Description
There's something with the .net version of the worker app that causes it to randomly not connect to db or redis on startup, which results in a crash. Over the last year I've had thousands of students use this app to learn docker and swarm, and one of the most common issues is this worker failing on startup. It happens on all modern docker versions, across platforms, and there is no common theme to why it doesn't work.
Today in testing, we killed the broken service, which was re-creating the task over and over and it was failing, and once the service was recreated, and it worked... with no changes in how we created it. See log below for typical behavior. The stack trace tells you it can't resolve something, but doesn't show what it can't look up, so I can't tell what it thinks the problem is. From all the cases I've seen and testing I've done, it's not related to other services being down or general network issues.

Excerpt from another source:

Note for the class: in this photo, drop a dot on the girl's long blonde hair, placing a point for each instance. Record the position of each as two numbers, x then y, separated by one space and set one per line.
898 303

This also happens for Kubernetes, as seen by other issues reported in this repo.
Hundreds of people have reported this problem to me, and deploying the java version fixes the issue.
Workaround
Deploy the java version of the worker, which I have build here: bretfisher/examplevotingapp_worker:java
Steps to reproduce the issue, if relevant:
In swarm:
- deploy all voting app services except worker. Ensure they work as they should.
- deploy .net version of worker, using examples in this repo README
- random deploys will randomly fail with stack trace of "no such device or address"
- service will create a new task, that may work, or may not
Describe the results you received:
Notice below that we created a worker service with two replicas, and you'll see one replica work, and the other fail, then get re-created on the same node and work the 2nd time. It's random if it fails, and which one would fail.
➜ vote git:(master) ✗ docker service logs 413rw4tamzd6
vote_worker.2.itk0wfpt22gh@node3 | Waiting for db
vote_worker.2.itk0wfpt22gh@node3 | Connected to db
vote_worker.2.itk0wfpt22gh@node3 | Found redis at 10.0.4.7
vote_worker.2.itk0wfpt22gh@node3 | Connecting to redis
vote_worker.2.itk0wfpt22gh@node3 | Processing vote for 'a' by 'fb54d895d481b473'
vote_worker.2.tv9i1viknli2@node3 | System.AggregateException: One or more errors occurred. (No such device or address) ---> System.Net.Internals.SocketExceptionFactory+ExtendedSocketException: No such device or address
vote_worker.2.tv9i1viknli2@node3 | at System.Net.Dns.InternalGetHostByName(String hostName, Boolean includeIPv6)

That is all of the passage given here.